Die Beklagten sind zur ungeteilten Hand schuldig, den Klägern binnen 14 Tagen die mit 5.249,79 EUR (darin enthalten 852,66 EUR an Umsatzsteuer und 133,80 EUR an Barauslagen) bestimmten Kosten des erstinstanzlichen Verfahrens und die mit 4.440,30 EUR (darin enthalten 501,92 EUR an Umsatzsteuer und 1.428,80 EUR an Barauslagen) bestimmten Kosten des Berufungsverfahrens zu ersetzen.“

Die Erst-, Zweit- und Drittbeklagten sind zur ungeteilten Hand schuldig, den Klägern binnen 14 Tagen die mit 3.882,65 EUR (darin enthalten 408,61 EUR an Umsatzsteuer und 1.431 EUR an Barauslagen) bestimmten Kosten des Revisionsverfahrens zu ersetzen.

 

Entscheidungsgründe:

[1] Die Kläger sind je zur Hälfte Eigentümer der Liegenschaft EZ * KG * mit dem darauf befindlichen Einfamilienwohnhaus *. Zuvor war G*, der Vater der Kläger, der am * 2019 verstorben ist, Eigentümer der Liegenschaft. Er hatte die Liegenschaft als Vorerbe erworben, die Kläger sind die Nacherben. Die Nacherbschaft war im Grundbuch einverleibt.

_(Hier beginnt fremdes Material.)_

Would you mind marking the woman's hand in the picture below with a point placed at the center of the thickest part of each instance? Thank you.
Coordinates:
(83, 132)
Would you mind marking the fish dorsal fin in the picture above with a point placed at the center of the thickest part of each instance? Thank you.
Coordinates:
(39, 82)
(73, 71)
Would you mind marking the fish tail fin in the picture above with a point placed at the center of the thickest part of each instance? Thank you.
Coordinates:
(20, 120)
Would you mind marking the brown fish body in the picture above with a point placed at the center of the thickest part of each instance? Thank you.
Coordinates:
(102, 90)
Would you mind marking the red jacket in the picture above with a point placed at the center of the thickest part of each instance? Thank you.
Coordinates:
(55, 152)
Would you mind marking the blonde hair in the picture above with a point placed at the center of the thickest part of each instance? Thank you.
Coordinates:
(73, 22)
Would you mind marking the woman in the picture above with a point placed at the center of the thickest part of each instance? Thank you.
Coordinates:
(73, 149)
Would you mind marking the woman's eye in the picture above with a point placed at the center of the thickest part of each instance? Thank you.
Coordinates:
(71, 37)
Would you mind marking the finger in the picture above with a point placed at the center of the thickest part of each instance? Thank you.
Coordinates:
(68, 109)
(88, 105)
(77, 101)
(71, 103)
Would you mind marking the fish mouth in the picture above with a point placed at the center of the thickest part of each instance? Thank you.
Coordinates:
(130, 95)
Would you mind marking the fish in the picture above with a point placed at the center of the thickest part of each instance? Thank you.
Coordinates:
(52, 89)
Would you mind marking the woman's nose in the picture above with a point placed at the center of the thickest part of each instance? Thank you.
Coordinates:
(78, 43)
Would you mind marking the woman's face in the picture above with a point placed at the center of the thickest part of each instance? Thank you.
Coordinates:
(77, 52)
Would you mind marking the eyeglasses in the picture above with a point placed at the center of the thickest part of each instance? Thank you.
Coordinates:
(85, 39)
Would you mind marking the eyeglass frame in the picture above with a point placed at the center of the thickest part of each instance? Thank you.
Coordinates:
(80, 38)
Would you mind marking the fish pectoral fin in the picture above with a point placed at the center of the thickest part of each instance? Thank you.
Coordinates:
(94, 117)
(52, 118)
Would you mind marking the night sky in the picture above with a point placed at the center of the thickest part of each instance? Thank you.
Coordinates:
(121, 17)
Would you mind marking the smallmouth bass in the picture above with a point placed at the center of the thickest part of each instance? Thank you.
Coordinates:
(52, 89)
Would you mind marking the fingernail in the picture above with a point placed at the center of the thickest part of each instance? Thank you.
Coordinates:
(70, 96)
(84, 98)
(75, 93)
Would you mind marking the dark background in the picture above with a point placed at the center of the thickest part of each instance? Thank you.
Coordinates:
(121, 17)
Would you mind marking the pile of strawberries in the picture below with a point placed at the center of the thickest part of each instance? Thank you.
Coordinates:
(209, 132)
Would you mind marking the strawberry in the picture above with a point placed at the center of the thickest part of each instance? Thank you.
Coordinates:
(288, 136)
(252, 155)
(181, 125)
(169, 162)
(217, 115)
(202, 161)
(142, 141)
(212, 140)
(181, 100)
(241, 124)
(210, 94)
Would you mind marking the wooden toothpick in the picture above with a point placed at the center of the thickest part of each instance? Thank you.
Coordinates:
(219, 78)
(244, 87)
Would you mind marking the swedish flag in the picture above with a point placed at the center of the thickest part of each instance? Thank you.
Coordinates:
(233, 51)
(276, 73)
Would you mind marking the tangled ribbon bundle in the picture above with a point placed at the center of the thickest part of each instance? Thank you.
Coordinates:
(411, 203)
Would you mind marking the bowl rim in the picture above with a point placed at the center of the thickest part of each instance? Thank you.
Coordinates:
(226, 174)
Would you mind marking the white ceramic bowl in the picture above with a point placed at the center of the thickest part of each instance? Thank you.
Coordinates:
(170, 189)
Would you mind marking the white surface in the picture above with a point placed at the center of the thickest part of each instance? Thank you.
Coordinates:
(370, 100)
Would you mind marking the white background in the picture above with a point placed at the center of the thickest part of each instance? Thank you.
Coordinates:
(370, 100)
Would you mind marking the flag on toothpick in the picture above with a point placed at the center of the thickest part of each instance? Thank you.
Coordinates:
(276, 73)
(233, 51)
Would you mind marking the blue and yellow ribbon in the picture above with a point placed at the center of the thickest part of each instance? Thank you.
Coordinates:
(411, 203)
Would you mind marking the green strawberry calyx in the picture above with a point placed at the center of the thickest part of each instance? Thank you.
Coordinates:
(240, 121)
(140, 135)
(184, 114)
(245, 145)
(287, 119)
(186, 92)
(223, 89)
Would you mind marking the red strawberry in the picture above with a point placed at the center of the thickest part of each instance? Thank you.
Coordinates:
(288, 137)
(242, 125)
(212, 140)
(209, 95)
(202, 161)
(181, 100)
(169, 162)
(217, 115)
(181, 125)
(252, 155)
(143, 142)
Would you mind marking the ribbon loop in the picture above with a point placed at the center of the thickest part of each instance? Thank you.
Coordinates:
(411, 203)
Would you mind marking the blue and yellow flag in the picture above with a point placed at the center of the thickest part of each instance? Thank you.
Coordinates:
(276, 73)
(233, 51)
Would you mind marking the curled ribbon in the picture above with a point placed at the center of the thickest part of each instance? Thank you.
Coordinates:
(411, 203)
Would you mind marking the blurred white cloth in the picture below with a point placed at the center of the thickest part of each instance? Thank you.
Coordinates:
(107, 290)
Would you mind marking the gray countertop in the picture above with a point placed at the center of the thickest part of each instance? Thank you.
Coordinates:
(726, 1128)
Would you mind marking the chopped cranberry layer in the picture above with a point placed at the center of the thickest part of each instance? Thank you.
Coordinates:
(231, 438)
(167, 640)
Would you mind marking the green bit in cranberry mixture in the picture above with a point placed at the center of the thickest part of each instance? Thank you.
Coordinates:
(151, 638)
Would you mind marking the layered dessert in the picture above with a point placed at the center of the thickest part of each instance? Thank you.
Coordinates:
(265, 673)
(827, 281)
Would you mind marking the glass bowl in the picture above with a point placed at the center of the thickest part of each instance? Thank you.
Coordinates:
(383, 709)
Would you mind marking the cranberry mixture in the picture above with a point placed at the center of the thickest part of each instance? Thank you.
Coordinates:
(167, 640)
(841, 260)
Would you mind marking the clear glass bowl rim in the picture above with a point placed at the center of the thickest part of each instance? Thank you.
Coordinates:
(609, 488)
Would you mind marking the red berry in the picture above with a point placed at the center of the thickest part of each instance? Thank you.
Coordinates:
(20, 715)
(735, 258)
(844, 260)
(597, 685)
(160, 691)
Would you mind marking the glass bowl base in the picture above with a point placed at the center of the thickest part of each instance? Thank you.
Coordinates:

[2] G* vermietete der Erstbeklagten und ihrem (mittlerweile verstorbenen) Ehegatten R* mit Mietvertrag vom 18. 2. 1999 samt Nachträgen vom 23. 9. 1999 und 1. 10. 1999 die Liegenschaft, wobei das Bestandverhältnis den Kündigungsbeschränkungen des Mietrechtsgesetzes unterlag. Die Vereinbarungen sahen einen monatlichen Mietzins von 3.000 ATS zuzüglich der auf den Mietgegenstand entfallenden Betriebskosten und laufenden öffentlichen Abgaben, einen Kündigungsverzicht des Vermieters auf 20 Jahre bis zum 28. 2. 2019, ein umfassendes Weitergaberecht der Mieter, das die Untervermietung miteinschließt, sowie den Verzicht auf die Kündigungsgründe nach § 30 Abs 2 Z 4 (Weitergabe), Z 7 (Änderung des Verwendungszwecks) und Z 9 (Eigenbedarf) MRG, vor. Im Gegenzug verpflichteten sich die Mieter zu umfangreichen Investitionen in das Objekt, die bei Beendigung des Mietverhältnisses entschädigungslos in das Eigentum des Vermieters übergehen sollten. Vereinbart wurde, dass der Mietgegenstand zum Zweck der Herstellung und des Betreibens eines Restaurants benützt werden würde. Im Nachtrag vom 23. 9. 1999 änderten die Vertragsparteien die Verpflichtung zur Zahlung von Mietzins derart ab, dass für den Zeitraum des Kündigungsverzichts, somit bis zum 28. 2. 2019, ein Pauschalbetrag von insgesamt 120.000 ATS zu leisten war.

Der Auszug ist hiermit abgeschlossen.